An important direction in the development of matrix and tensor methods is the solution of optimization problems in which the unknowns are naturally represented in the form of two- or multidimensional arrays. Such optimization problems sometimes fail to be reduced to classical problems, but they can be solved using special optimization methods with every step involving efficient and stable matrix algorithms. Specifically, such formulations arise in recommender systems, social network analysis, and natural language analysis. Sometimes, it becomes necessary to take a fresh look at classical matrix analysis algorithms in terms of optimization methods. In the present issue, this subject is considered in [22]. In [24] term decompositions are used to formulate a mixture separation model. Classical tensor decompositions are then insufficient, so a new representation is introduced. In this case, researcher’s task is to choose an appropriate representation, or to develop a new model of input tensor factorization and to solve the arising optimization problem.

Thus, matrix methods are under active development and are applied in machine learning for the design of new models and compression of available ones. Stable matrix algorithms provide a basis for more robust machine learning methods (specifically, in some cases, the use of orthogonal matrices makes it possible to cope with the vanishing gradient problem). Moreover, due to their high reliability and speed, existing matrix and tensor decompositions can be successfully applied to a number of multidimensional problems.

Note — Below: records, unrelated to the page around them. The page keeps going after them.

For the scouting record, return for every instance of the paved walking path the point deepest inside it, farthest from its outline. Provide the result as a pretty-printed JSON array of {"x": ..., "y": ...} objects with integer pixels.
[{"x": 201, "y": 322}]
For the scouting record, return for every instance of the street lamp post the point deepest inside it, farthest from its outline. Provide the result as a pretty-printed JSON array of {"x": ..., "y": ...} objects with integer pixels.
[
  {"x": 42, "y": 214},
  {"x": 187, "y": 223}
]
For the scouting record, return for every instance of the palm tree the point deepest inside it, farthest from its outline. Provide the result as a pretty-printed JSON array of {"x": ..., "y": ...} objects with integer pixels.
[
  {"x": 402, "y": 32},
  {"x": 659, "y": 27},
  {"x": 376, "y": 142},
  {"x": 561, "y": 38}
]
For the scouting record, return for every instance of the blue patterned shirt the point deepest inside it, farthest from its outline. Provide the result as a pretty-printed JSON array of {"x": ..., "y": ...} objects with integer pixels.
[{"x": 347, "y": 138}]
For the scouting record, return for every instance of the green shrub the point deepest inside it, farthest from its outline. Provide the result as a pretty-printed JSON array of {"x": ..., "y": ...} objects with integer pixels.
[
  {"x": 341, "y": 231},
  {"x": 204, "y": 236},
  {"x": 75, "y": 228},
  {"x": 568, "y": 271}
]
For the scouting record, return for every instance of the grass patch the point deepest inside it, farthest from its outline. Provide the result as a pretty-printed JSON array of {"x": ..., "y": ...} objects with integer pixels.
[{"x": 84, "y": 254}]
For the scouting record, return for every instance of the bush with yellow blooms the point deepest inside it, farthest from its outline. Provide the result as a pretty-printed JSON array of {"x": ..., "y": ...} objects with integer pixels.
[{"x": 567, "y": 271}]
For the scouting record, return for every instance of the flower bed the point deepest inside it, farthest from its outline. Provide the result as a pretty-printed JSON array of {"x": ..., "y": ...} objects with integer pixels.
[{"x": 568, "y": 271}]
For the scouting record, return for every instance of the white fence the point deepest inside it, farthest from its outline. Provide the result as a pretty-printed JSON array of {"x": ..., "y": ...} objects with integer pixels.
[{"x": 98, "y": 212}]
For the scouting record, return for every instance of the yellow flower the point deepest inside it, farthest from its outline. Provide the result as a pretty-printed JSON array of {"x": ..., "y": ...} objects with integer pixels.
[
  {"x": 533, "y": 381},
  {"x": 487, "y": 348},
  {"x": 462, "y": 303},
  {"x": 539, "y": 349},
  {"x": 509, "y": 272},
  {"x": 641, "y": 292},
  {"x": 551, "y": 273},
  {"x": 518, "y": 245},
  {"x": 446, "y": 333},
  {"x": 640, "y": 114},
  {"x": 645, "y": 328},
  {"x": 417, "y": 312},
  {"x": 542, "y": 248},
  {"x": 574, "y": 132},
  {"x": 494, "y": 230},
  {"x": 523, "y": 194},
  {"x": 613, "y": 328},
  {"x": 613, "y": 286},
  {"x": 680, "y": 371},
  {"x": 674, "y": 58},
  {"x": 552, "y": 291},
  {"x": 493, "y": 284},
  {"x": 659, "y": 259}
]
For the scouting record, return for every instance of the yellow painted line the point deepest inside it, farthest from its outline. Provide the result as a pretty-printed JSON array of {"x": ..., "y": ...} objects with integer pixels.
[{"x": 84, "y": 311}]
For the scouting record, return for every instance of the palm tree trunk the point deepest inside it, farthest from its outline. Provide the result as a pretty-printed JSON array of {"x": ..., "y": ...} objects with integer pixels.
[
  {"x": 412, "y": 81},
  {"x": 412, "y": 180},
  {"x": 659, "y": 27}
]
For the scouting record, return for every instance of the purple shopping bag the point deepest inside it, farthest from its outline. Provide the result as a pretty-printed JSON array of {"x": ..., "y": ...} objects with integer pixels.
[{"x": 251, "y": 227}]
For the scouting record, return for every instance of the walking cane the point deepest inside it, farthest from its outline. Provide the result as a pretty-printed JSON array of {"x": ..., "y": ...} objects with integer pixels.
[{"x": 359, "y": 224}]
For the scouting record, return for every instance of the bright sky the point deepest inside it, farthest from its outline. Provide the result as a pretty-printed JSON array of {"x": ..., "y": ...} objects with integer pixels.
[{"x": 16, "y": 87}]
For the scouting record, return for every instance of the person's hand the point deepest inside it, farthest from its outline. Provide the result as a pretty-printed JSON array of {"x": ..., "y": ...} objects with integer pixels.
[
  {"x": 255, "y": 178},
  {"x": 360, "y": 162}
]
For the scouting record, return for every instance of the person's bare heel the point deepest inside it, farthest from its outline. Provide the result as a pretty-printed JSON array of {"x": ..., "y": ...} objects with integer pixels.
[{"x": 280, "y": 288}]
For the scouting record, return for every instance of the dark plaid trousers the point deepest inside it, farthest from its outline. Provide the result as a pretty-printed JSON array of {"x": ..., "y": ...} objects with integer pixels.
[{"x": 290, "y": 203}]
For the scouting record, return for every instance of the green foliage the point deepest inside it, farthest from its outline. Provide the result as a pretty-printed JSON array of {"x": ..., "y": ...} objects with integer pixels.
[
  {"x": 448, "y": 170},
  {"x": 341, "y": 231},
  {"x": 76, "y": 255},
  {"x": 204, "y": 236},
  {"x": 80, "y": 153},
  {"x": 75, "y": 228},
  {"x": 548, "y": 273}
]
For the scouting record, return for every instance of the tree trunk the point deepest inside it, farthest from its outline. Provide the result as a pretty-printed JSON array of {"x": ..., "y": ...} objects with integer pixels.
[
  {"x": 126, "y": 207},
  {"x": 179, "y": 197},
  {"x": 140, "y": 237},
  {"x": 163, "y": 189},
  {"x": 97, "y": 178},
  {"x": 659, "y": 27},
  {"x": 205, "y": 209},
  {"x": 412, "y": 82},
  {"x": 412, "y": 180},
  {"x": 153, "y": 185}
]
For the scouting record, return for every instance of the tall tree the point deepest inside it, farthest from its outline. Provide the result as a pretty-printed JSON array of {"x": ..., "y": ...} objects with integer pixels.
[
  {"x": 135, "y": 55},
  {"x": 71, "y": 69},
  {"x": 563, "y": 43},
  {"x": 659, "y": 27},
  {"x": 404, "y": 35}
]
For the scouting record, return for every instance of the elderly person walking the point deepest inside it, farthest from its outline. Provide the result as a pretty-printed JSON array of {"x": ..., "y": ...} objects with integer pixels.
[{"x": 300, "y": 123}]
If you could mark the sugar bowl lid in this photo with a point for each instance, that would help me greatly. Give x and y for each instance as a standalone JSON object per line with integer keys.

An interesting direction seems to be the development of new optimization methods for solving problems with constraints on the properties of unknown matrices and tensors, including methods of stochastic optimization and game theory.

4 OTHER APPLICATIONS AND CONCLUSIONS

Traditional applications of matrix methods are associated with solving equations of mathematical physics. They include complicated multidimensional equations, such as the Bellman equation (a tensor method for its solution is considered in [31]) and classical problems, for example, electrostatics of multiparticle systems with a significantly higher velocity (see [32]). The important problem of the numerical solution of volume integral equations on nonuniform grids is considered in the present issue (see [25]). Discretization of such problems gives rise to dense matrices of huge size, which, however, have a hidden structure. It is shown that they admit an approximate factorization in the form of the product of sparse matrices and a multilevel Toeplitz matrix. As a result, efficient implementations of matrix-vector multiplication and iterative methods can be designed. Algebras appearing in the study of various generalizations of specific features of Toeplitz matrices are addressed in [26].

In a number of problems, it is necessary to compute matrix exponentials. Some issues concerning the application of Krylov subspaces in calculating the exponential of a nonsymmetric matrix are considered in [27]. A new algorithm for computing eigenvectors of asymmetric tridiagonal matrices is proposed in [28]. New algorithms for solving nonlinear eigenvalue problems are suggested and investigated in [29]. A useful survey of Shanks’ extrapolation methods and their applications to iteration acceleration are presented in [30].

Methods of matrix analysis and applied linear algebra play an important role in science and engineering. They are discussed at numerous seminars and some serial conferences. In Russia, they are addressed primarily at regular international conferences Matrix Methods in Mathematics and Applications, which are usually held in Moscow based on the Marchuk Institute of Numerical Mathematics of the Russian Academy of Sciences and the Skolkovo Institute of Science and Technology. Some of the results published in this issue were reported at the 5th conference of this series held in August 2019.